I baked a cake on August Bank Holiday – interestingly the same cake I made last Bank Holiday. Just a coincidence I guess. I simply had a craving for a buttery lemony apple cake. It was a joy to make because I’ve not made a cake in such a long time! I’d almost forgotten how soothing it is – chopping, mixing and melting.






Ingredients
3 very small or 2 medium apples (Braeburn), quartered
3 eggs
175g caster sugar
Finely grated zest of 2 unwaxed lemons
1 teaspoon vanilla bean paste
½ teaspoon almond extract
175g plain flour
1 teaspoon baking powder
150g unsalted butter, melted
1 heaped tablespoon poppy seeds, plus a little extra for sprinkling over the top
Instructions
Preheat the oven to 180oC (160oC), Gas Mark 4. Line a 900g loaf tin with a nonstick paper liner or baking paper.

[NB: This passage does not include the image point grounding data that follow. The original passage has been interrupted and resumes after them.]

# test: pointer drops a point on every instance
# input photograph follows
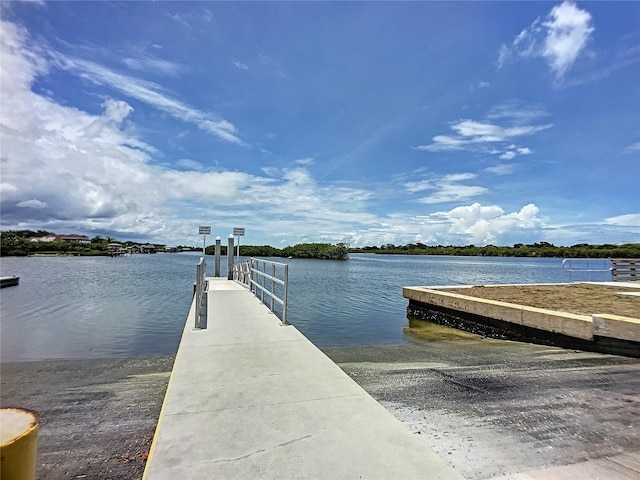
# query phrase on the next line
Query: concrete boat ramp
(251, 398)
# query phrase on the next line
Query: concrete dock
(605, 333)
(250, 398)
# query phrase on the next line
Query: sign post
(204, 231)
(238, 232)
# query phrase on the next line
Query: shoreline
(490, 407)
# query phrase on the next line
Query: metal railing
(200, 294)
(265, 278)
(586, 267)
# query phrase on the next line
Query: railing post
(217, 259)
(284, 294)
(273, 283)
(264, 270)
(230, 257)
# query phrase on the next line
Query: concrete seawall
(604, 333)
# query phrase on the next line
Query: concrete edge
(190, 321)
(616, 326)
(584, 327)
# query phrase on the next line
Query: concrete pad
(251, 398)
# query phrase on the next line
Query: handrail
(584, 265)
(253, 274)
(200, 289)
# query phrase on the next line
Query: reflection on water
(433, 332)
(77, 307)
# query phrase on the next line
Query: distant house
(148, 248)
(48, 238)
(73, 238)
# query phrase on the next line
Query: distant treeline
(15, 243)
(327, 251)
(542, 249)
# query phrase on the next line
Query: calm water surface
(81, 307)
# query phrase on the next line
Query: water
(93, 307)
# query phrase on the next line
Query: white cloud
(485, 224)
(305, 161)
(446, 189)
(502, 169)
(239, 65)
(559, 39)
(629, 220)
(474, 134)
(189, 164)
(149, 93)
(33, 203)
(63, 168)
(568, 32)
(143, 62)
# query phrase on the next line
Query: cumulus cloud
(63, 168)
(485, 224)
(629, 220)
(560, 39)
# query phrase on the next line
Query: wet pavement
(490, 407)
(97, 416)
(494, 407)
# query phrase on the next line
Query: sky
(444, 123)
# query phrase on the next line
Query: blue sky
(364, 122)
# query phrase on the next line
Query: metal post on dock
(217, 260)
(230, 258)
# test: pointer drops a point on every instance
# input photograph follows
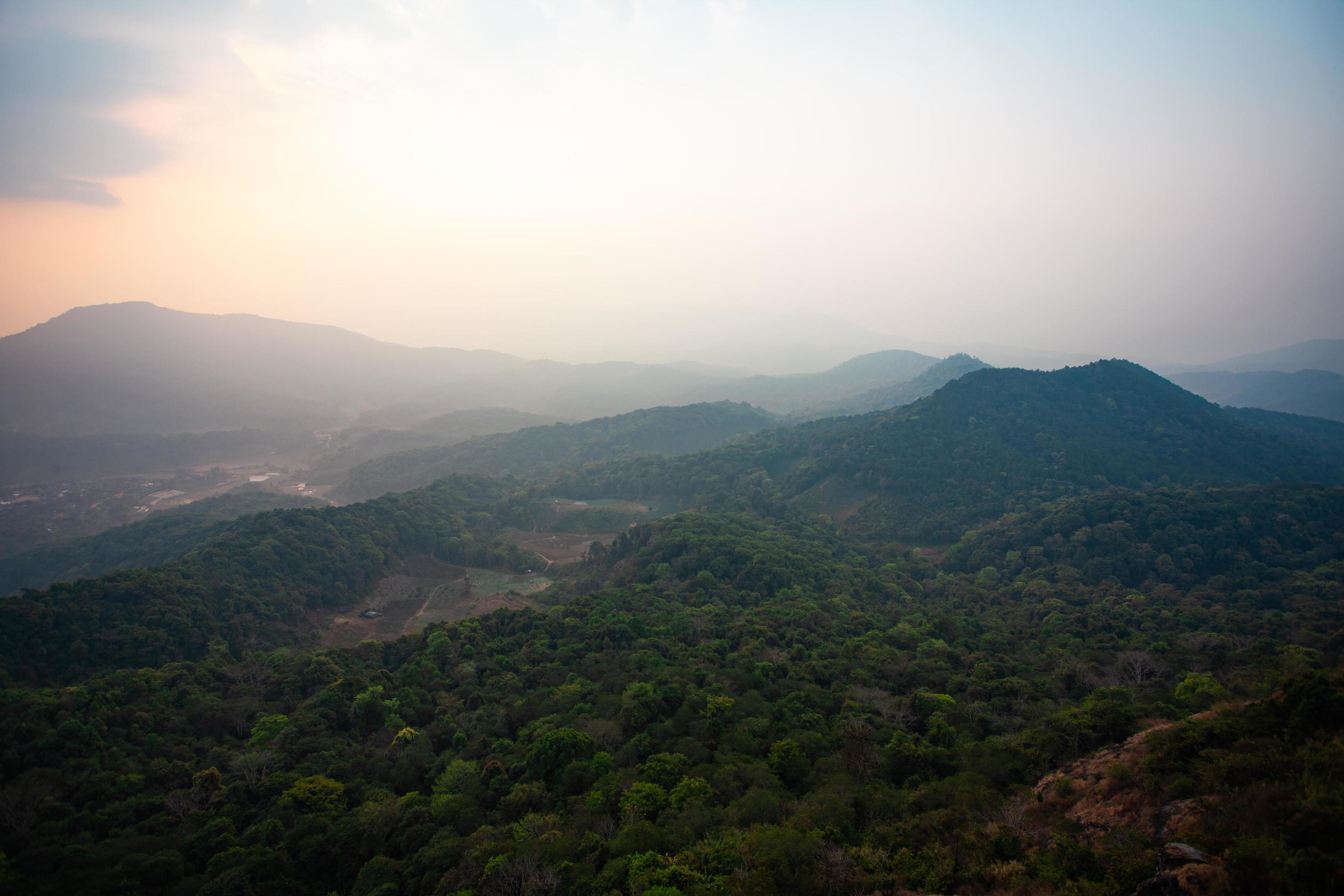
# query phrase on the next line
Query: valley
(964, 629)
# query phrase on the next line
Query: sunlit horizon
(573, 179)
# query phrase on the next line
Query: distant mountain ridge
(988, 443)
(1307, 391)
(1317, 355)
(921, 386)
(537, 450)
(139, 368)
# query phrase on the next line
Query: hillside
(256, 581)
(1311, 393)
(162, 538)
(927, 383)
(733, 706)
(541, 452)
(359, 444)
(1317, 355)
(986, 444)
(140, 368)
(53, 459)
(1313, 433)
(817, 391)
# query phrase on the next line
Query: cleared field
(425, 590)
(558, 547)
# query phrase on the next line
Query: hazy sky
(566, 178)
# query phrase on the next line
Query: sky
(591, 179)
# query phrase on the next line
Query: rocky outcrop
(1184, 871)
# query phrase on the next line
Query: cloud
(39, 183)
(58, 97)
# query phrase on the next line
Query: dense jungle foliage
(726, 704)
(772, 693)
(542, 450)
(165, 536)
(992, 443)
(255, 582)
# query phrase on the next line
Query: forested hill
(255, 582)
(733, 706)
(537, 452)
(162, 538)
(928, 383)
(987, 444)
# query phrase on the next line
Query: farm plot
(425, 590)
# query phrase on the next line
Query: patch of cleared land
(425, 590)
(557, 547)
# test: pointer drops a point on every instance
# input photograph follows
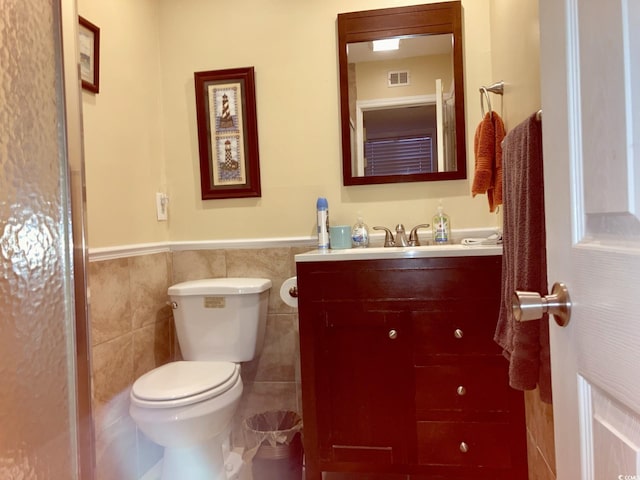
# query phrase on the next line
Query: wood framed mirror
(402, 110)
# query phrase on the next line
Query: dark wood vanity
(401, 378)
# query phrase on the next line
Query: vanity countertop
(381, 253)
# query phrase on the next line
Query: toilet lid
(185, 382)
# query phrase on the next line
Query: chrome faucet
(400, 239)
(414, 241)
(401, 236)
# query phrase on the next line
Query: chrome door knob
(531, 305)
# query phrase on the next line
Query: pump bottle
(441, 227)
(322, 208)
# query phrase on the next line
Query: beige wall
(515, 51)
(140, 130)
(371, 77)
(123, 140)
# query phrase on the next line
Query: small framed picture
(89, 43)
(227, 133)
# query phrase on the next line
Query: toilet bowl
(191, 418)
(187, 406)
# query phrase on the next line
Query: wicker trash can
(274, 442)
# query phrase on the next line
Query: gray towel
(524, 260)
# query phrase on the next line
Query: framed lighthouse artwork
(227, 133)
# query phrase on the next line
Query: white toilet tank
(221, 319)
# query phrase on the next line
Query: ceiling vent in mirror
(399, 78)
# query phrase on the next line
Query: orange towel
(487, 147)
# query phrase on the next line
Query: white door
(590, 59)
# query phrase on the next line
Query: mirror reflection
(403, 103)
(402, 106)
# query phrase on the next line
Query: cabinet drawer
(447, 333)
(462, 387)
(464, 444)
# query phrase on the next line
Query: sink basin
(379, 253)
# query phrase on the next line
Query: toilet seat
(181, 383)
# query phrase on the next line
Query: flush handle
(531, 305)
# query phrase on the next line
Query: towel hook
(497, 88)
(483, 90)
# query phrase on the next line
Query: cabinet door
(364, 381)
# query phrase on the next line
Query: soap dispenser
(441, 227)
(360, 234)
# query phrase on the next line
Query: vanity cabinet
(401, 378)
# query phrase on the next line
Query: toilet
(187, 406)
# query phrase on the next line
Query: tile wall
(132, 332)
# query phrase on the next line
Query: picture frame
(89, 46)
(227, 133)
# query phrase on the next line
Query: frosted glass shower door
(38, 399)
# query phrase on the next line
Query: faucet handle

Core the apples, keeping the skins on, then finely dice.
Put the eggs, sugar, lemon zest, vanilla bean paste and almond extract into a mixing bowl and beat together until well combined.

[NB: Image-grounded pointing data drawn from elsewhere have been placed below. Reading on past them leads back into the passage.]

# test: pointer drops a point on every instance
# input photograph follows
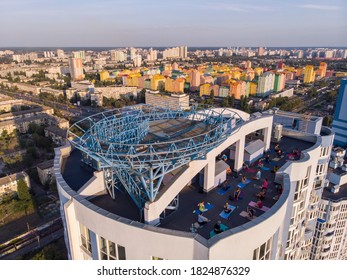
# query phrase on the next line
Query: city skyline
(221, 23)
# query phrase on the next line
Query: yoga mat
(208, 206)
(245, 215)
(223, 228)
(226, 215)
(254, 204)
(242, 185)
(222, 191)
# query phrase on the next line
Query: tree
(327, 120)
(212, 95)
(332, 96)
(24, 202)
(232, 100)
(22, 190)
(225, 102)
(141, 96)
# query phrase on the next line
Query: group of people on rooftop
(236, 194)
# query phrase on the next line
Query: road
(78, 112)
(31, 240)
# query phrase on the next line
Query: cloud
(237, 8)
(320, 7)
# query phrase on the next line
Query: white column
(239, 154)
(209, 174)
(151, 215)
(267, 137)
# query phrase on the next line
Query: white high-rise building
(102, 222)
(133, 53)
(118, 56)
(60, 53)
(79, 54)
(183, 53)
(76, 69)
(137, 60)
(152, 55)
(266, 84)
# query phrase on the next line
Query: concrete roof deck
(169, 130)
(190, 196)
(341, 195)
(74, 172)
(183, 218)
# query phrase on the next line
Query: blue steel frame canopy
(119, 141)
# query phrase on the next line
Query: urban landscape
(205, 153)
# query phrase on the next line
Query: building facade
(339, 124)
(284, 231)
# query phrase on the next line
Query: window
(85, 238)
(264, 251)
(108, 250)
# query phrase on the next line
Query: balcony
(308, 234)
(328, 238)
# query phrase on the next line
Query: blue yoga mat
(223, 228)
(226, 215)
(208, 206)
(223, 191)
(242, 185)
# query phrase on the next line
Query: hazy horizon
(270, 23)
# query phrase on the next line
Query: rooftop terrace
(340, 195)
(183, 218)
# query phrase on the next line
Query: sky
(113, 23)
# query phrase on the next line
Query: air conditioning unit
(335, 189)
(277, 132)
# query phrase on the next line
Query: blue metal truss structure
(115, 139)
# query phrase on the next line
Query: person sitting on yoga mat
(261, 195)
(275, 169)
(237, 193)
(265, 184)
(217, 229)
(260, 204)
(257, 176)
(226, 208)
(202, 219)
(201, 206)
(267, 159)
(244, 166)
(250, 211)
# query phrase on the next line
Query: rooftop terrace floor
(183, 218)
(73, 171)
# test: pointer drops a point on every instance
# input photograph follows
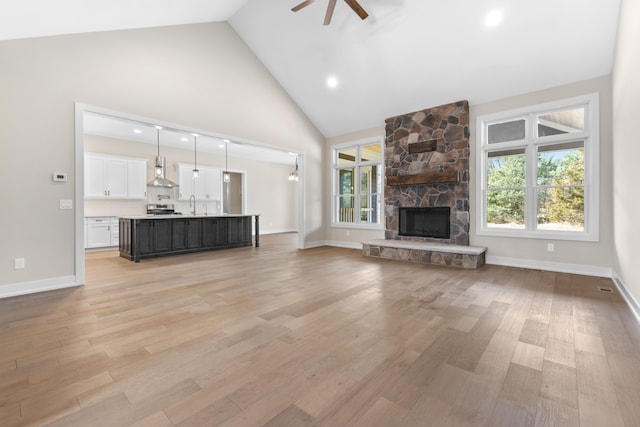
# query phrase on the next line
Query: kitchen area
(146, 200)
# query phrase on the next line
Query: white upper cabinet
(115, 177)
(207, 187)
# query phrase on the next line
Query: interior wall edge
(627, 296)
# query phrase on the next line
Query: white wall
(573, 256)
(626, 150)
(269, 192)
(201, 76)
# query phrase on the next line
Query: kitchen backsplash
(122, 207)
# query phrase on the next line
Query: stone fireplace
(427, 171)
(427, 165)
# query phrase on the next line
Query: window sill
(357, 226)
(549, 235)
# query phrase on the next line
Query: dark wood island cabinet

Add the flour, baking powder and melted butter and mix again.
Gently fold in the apples, without crushing them too much, and the poppy seeds.
Pour the batter into the prepared loaf tine and sprinkle the top with extra poppy seeds.
Bake the cake for 50 minutes – 1 hours, or until cooked through and a skewer or knife inserted into the centre of the cake comes out clean. Remove from the oven, turn the cake out of the tin on to a wire rack and leave to cool before serving.